More recently, Einstein was working on ways to help younger students study more effectively. When the focus is shifted from rote memory to understanding concepts, students enjoy learning and get more out of their education.

He was testing study methods in which students read material, explain it back to themselves and connect it to something they already know. That work is continuing at Furman.

“Same amount of time, drastically different results,” Einstein says.

About that last name

And yes, he’s used to answering questions about his family connections.

“It’s a name that gets noticed,” he says.

Growing up, his grandfather told him the family was related to Albert Einstein. “But my father told me not to believe him,” he says.

It turns out his grandfather was right.

Albert was his third cousin, three times removed, or, if it’s easier to think of this way, his great-grandfather’s third cousin.

One of his standard opening lines for the first day of a new class was a reliable hit with students: “It’s not a close relationship, and I share very few genes in common.”
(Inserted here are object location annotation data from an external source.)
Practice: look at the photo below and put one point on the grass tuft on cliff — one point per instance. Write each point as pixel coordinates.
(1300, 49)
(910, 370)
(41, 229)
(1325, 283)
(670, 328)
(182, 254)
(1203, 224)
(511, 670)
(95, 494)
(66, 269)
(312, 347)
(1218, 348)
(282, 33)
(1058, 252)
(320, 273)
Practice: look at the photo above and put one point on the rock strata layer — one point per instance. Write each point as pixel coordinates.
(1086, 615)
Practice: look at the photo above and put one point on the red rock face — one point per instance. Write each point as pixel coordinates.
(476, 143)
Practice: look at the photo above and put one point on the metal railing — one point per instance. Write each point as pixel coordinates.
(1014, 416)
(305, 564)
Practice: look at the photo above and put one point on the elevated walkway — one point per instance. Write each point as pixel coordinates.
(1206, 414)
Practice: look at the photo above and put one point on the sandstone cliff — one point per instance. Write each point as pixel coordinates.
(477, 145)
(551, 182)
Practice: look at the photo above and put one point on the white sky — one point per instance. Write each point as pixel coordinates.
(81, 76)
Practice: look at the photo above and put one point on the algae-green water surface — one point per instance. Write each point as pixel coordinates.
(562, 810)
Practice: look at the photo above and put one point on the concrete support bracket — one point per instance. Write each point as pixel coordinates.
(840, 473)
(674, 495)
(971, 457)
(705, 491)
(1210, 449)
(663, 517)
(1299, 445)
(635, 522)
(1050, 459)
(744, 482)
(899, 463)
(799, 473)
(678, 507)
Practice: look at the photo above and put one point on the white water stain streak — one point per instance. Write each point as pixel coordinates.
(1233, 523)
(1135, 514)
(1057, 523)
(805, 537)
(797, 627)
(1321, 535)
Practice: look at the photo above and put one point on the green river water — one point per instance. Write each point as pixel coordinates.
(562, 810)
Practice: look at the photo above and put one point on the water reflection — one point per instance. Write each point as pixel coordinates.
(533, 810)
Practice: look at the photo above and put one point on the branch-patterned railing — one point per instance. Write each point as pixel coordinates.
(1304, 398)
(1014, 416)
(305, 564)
Of his many professional recognitions, Einstein is proudest of receiving the Association for Psychological Science Mentor Award, which “recognizes psychology researchers and educators who have shaped the future directions of science by fostering the careers of students and colleagues.”

Scullin considers himself a beneficiary of Einstein’s investment in the future.

At Baylor, he’s not trying to “be Gil,” which would only result in a bad version, he says. But in being himself, he’s trying to model what his teacher did.

 “I’ve, as often as possible, tried to apply Gil’s approach, the mentoring, that was so effective for me,” he says.